そのポイントは住民税です。確定申告で住民税の納め方を指定することで、会社に副業を知られるリスクを下げられます。しかし、サラリーマンにとって「年末調整」は身近でも、「確定申告」はしたことがない、という人も多いものです。「年末調整」と「確定申告」はどんな関係にあるのでしょうか。住民税とのかかわりについても知っておきましょう。

そもそも年末調整ってどんなものなの?

年末調整とは、その年の所得税を決めるための手続きです。所得税は、原則的に累進課税です。すなわち、その年の所得の合計金額から控除額を差し引いた課税所得に対し、段階的に設定された所得税がかかってくるしくみです。たとえば、課税所得が330万円超~695万円以下なら、所得税率は20%です。

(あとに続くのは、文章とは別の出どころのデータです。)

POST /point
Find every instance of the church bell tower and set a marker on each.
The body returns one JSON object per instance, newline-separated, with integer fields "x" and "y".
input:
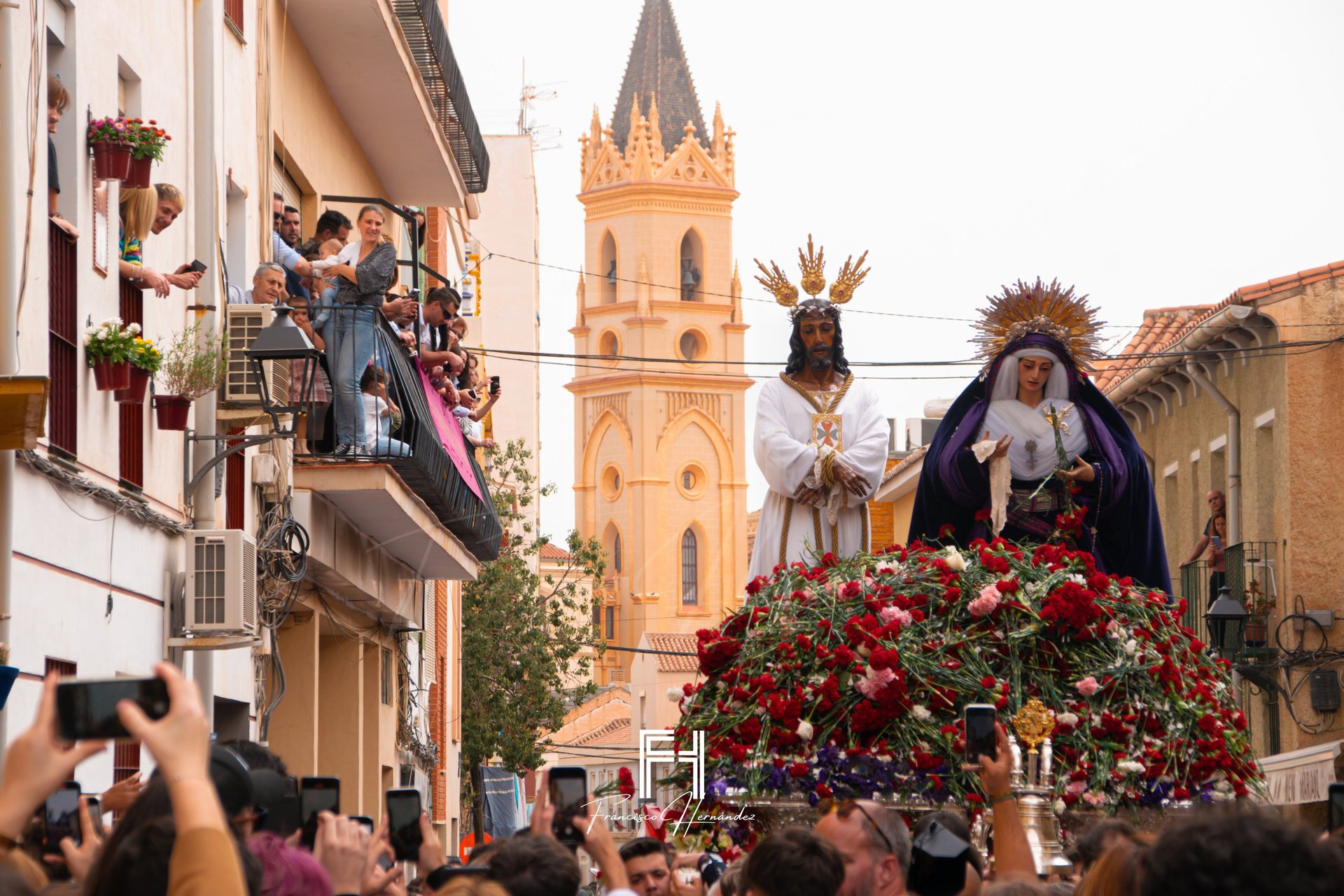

しかし、年末にいきなり多額の所得税を納めるとなると、支払えない人も出てきます。そこで、国は確実に所得税を徴収するために、あらかじめ各人のおおよその給与所得を算出し、これに基づいて所得税額を割り出して、毎月の給与から天引きしています。これを特別徴収といいます。
天引きで徴収される税額は概算なので、実際の所得税額との間に差が生じます。そのため、多く徴収しすぎた場合は還付し、少ない場合は再徴収しなくてはなりません。このしくみが年末調整です。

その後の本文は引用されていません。